Crate training has been a hot topic of discussion over the years. Thankfully there aren’t many people that I’ve come across that balk at the thought of crate training their dog. It is a useful tool for the safety and protection of your pet and your home! Crate training is not a cruel and unusual punishment as some have claimed. In fact, the crate should not be used for punishment. A crate is your dogs’ own personal space, like a bedroom, or a den, such as we would see canines (coyotes, wolves etc.) using in the wild. I find that my own dogs will often seek out their crates of their own accord when they want a nap, or just to retreat from household activity. Sometimes our dogs need a break from us and retreat to the privacy of their crates. In fact, we train our pups to know the word “den” and they go in their crates on command.
Especially with young dogs, the use of a crate when you are away from home, or too busy to watch the pup is essential for safety. Puppies and even adult dogs get into mischief and will chew and will often be destructive when left on their own. Crate training is perfect for keeping the pup from destroying your home while it is learning acceptable outlets for chewing etc. In addition, in the event your dog is required to be crated, ie) for travel, or for instance during a hospital stay at the veterinarian, it will be much less stressful to all if your dog is acclimatized to being in a crate.
Crates should be large enough for the adult dog to stand, sit and stretch out. Ideally for a puppy, you start with a smaller crate, or block off one end, so he can’t use one end for sleeping and the other for eliminating. We want the pup to learn not to mess where it sleeps and eats.
Place the crate in an area so he is with you, and part of family activities, even as an observer. Do not put him in the basement. Place the crate in the kitchen or family room – if possible move it around with you. A night you may want to have the crate in your bedroom even for the first few nights. Not only does this provide comfort to the puppy, but your own sleeping patterns will encourage the pup to sleep. If you’d prefer not to have the puppy in the bedroom, often a ticking clock or low playing radio near the crate will help provide comfort. The first few nights or even a week may see your pup whining and carrying on when put in the crate but don’t give up. It will be worth it in the end!
I will never take a pup out of a crate when he is fussing, as that only teaches if he complains enough, then he can come out – rewarding bad behavior. Wait until the puppy has stopped complaining for three to five minutes and then let him out while he is being quiet. Be sure to give plenty of praise at that time. You can give him a special chew toy or treat when you put him in the crate. I will often toss a toy or tasty treat in the crate and give the “in your den” command. Most often the pup will bound in after the treat, at which point I close the door and walk away. Be sure to give lots of praise when he’s inside being quiet, and lengthen the periods you leave him in. Crate training should begin as soon as you bring your puppy home. Close the puppy in the crate at regular one-to-two-hour intervals, and whenever he must be left alone, for up to three or four hours.
Remember, putting your dog into a crate does not teach housetraining on its own. To be successful, you want to prevent your puppy from making mistakes in the first place, and crate training certainly does help in this process. Most dogs don’t like to eliminate if they cannot get away from it, so while in the crate they learn to ‘hold it’. When you let your puppy out of its crate, immediately take the pup outside and praise heavily when the pup eliminates in the appropriate spot. Many people punish a dog for messing in the house, and then virtually ignore the good behavior when they eliminate outside.

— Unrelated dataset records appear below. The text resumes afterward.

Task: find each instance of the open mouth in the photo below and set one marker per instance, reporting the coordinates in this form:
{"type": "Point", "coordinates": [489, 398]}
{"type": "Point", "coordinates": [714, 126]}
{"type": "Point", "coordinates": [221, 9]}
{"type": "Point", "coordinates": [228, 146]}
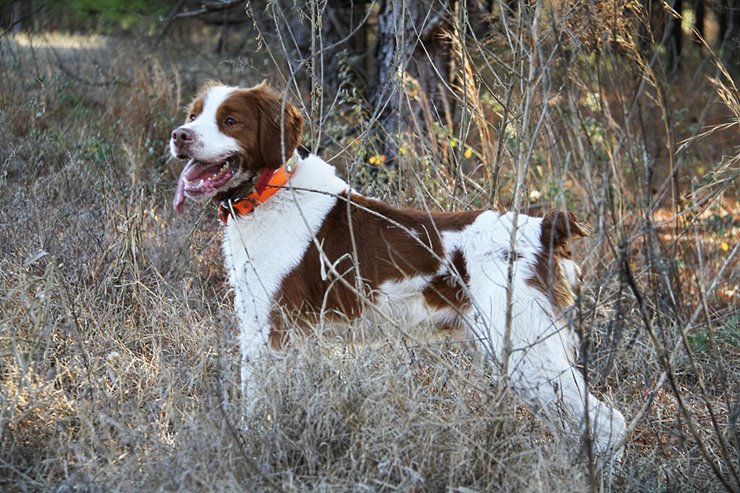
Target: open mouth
{"type": "Point", "coordinates": [200, 180]}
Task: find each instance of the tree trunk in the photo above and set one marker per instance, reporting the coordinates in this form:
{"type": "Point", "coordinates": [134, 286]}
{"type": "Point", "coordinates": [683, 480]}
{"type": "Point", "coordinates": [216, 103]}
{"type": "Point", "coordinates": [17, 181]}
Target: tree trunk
{"type": "Point", "coordinates": [674, 35]}
{"type": "Point", "coordinates": [411, 45]}
{"type": "Point", "coordinates": [699, 19]}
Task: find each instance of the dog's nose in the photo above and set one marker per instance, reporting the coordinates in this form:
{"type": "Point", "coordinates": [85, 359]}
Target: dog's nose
{"type": "Point", "coordinates": [182, 136]}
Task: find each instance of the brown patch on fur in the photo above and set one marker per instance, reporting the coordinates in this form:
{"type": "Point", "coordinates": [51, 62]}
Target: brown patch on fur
{"type": "Point", "coordinates": [557, 228]}
{"type": "Point", "coordinates": [259, 127]}
{"type": "Point", "coordinates": [446, 290]}
{"type": "Point", "coordinates": [392, 244]}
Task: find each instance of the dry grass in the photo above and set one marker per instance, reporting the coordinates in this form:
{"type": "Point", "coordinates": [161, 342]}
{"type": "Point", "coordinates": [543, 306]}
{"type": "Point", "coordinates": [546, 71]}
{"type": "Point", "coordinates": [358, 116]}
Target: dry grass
{"type": "Point", "coordinates": [118, 351]}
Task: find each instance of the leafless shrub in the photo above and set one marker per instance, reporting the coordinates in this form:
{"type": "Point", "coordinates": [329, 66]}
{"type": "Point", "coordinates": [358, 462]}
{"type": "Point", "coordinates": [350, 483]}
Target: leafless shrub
{"type": "Point", "coordinates": [118, 364]}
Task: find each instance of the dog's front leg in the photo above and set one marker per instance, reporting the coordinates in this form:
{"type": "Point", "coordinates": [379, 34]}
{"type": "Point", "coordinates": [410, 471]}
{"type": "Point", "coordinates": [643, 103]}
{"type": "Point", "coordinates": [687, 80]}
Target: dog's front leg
{"type": "Point", "coordinates": [253, 342]}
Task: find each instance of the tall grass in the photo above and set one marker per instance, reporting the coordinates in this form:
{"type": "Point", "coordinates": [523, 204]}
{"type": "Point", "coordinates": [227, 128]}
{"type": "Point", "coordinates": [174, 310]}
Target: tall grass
{"type": "Point", "coordinates": [118, 351]}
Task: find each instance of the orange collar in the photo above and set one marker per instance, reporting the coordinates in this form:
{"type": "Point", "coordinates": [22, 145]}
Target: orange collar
{"type": "Point", "coordinates": [245, 205]}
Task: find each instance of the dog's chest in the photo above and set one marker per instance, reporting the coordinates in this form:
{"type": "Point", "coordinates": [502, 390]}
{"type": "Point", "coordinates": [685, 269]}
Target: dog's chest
{"type": "Point", "coordinates": [262, 248]}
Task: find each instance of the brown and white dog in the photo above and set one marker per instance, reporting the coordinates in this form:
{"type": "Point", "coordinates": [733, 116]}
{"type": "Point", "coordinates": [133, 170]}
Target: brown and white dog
{"type": "Point", "coordinates": [301, 246]}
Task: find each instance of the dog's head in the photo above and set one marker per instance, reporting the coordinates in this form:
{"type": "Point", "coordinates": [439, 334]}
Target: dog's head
{"type": "Point", "coordinates": [230, 136]}
{"type": "Point", "coordinates": [556, 274]}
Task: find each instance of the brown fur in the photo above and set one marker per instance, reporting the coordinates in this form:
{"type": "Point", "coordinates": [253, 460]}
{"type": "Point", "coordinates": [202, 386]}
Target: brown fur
{"type": "Point", "coordinates": [557, 228]}
{"type": "Point", "coordinates": [386, 252]}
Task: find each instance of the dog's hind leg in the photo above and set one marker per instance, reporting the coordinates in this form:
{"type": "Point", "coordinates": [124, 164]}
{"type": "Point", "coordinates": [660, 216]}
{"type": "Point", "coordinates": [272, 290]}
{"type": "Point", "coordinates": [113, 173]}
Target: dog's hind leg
{"type": "Point", "coordinates": [541, 371]}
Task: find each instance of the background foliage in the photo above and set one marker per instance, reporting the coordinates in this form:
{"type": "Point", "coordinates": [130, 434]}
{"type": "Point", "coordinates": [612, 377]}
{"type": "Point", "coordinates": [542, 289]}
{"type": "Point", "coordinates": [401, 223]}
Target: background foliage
{"type": "Point", "coordinates": [118, 351]}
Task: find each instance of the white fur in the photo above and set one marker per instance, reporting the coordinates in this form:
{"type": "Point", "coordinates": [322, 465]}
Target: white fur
{"type": "Point", "coordinates": [263, 247]}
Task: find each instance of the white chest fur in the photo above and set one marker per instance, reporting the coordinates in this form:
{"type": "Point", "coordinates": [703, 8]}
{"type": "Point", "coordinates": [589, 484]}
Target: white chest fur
{"type": "Point", "coordinates": [262, 248]}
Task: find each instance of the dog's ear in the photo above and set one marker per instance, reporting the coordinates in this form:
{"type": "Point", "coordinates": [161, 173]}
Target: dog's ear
{"type": "Point", "coordinates": [279, 130]}
{"type": "Point", "coordinates": [558, 227]}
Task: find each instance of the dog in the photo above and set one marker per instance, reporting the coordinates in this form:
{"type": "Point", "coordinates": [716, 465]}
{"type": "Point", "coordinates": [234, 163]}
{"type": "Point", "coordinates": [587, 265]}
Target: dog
{"type": "Point", "coordinates": [304, 251]}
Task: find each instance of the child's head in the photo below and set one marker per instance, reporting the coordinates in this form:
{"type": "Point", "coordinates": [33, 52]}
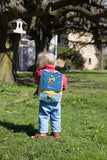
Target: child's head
{"type": "Point", "coordinates": [45, 59]}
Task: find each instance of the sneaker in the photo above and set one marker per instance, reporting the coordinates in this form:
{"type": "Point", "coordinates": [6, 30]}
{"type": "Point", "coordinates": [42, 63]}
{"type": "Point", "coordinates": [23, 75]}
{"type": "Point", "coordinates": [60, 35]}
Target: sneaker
{"type": "Point", "coordinates": [41, 136]}
{"type": "Point", "coordinates": [55, 134]}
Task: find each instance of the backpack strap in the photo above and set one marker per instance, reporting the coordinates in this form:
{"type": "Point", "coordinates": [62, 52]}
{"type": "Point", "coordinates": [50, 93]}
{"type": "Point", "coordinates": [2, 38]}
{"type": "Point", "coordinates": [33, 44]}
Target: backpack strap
{"type": "Point", "coordinates": [49, 71]}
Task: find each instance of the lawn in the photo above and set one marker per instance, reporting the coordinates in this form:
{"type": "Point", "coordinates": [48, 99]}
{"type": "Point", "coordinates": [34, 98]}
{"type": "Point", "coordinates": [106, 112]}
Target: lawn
{"type": "Point", "coordinates": [83, 120]}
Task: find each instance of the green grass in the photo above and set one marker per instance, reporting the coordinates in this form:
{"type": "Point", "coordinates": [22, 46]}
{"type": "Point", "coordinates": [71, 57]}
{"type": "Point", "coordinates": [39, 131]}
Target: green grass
{"type": "Point", "coordinates": [84, 122]}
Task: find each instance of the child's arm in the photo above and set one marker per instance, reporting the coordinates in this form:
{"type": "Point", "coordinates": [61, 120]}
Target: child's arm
{"type": "Point", "coordinates": [64, 82]}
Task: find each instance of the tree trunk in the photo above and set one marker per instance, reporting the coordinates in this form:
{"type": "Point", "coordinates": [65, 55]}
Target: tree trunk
{"type": "Point", "coordinates": [101, 58]}
{"type": "Point", "coordinates": [8, 53]}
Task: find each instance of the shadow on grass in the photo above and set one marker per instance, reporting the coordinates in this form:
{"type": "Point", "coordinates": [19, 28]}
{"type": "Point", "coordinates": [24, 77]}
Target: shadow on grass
{"type": "Point", "coordinates": [28, 129]}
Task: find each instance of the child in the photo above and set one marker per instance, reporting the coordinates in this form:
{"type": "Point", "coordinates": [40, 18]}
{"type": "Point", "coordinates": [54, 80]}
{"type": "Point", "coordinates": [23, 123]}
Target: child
{"type": "Point", "coordinates": [48, 110]}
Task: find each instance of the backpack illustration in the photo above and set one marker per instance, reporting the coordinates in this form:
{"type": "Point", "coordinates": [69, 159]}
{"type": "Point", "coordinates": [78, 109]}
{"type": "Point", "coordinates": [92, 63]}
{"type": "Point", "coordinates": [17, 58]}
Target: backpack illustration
{"type": "Point", "coordinates": [50, 89]}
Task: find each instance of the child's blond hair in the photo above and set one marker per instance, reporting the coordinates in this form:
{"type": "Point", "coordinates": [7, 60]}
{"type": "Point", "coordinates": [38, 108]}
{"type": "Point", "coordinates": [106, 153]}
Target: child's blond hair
{"type": "Point", "coordinates": [45, 59]}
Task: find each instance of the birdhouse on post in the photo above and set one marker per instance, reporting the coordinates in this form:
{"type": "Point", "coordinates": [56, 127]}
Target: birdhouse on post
{"type": "Point", "coordinates": [17, 26]}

To prevent mistakes, don’t let your pup have the run of the house. He needs 100% active supervision. If you must leave the room, crate him or take him with you. The use of baby gates in an area that is easy to clean such as the kitchen is often helpful. This way the pup can have ample free time out and with the use of baby gates he or she can be contained in a one area. This allows for social time with family members but because the pup doesn’t have free roam of the house, it is easier for you to keep an eye on him. Having the pup underfoot in a contained area allows you to watch for any signs your pup might give indicating that a trip outside is in order. Also, most kitchens aren’t carpeted so if there is an accident it is easy to clean up!! Crate training isn’t hard to accomplish, especially if it is started early. It is worth the time invested to make your dog a well adjusted member of the family. Good luck!!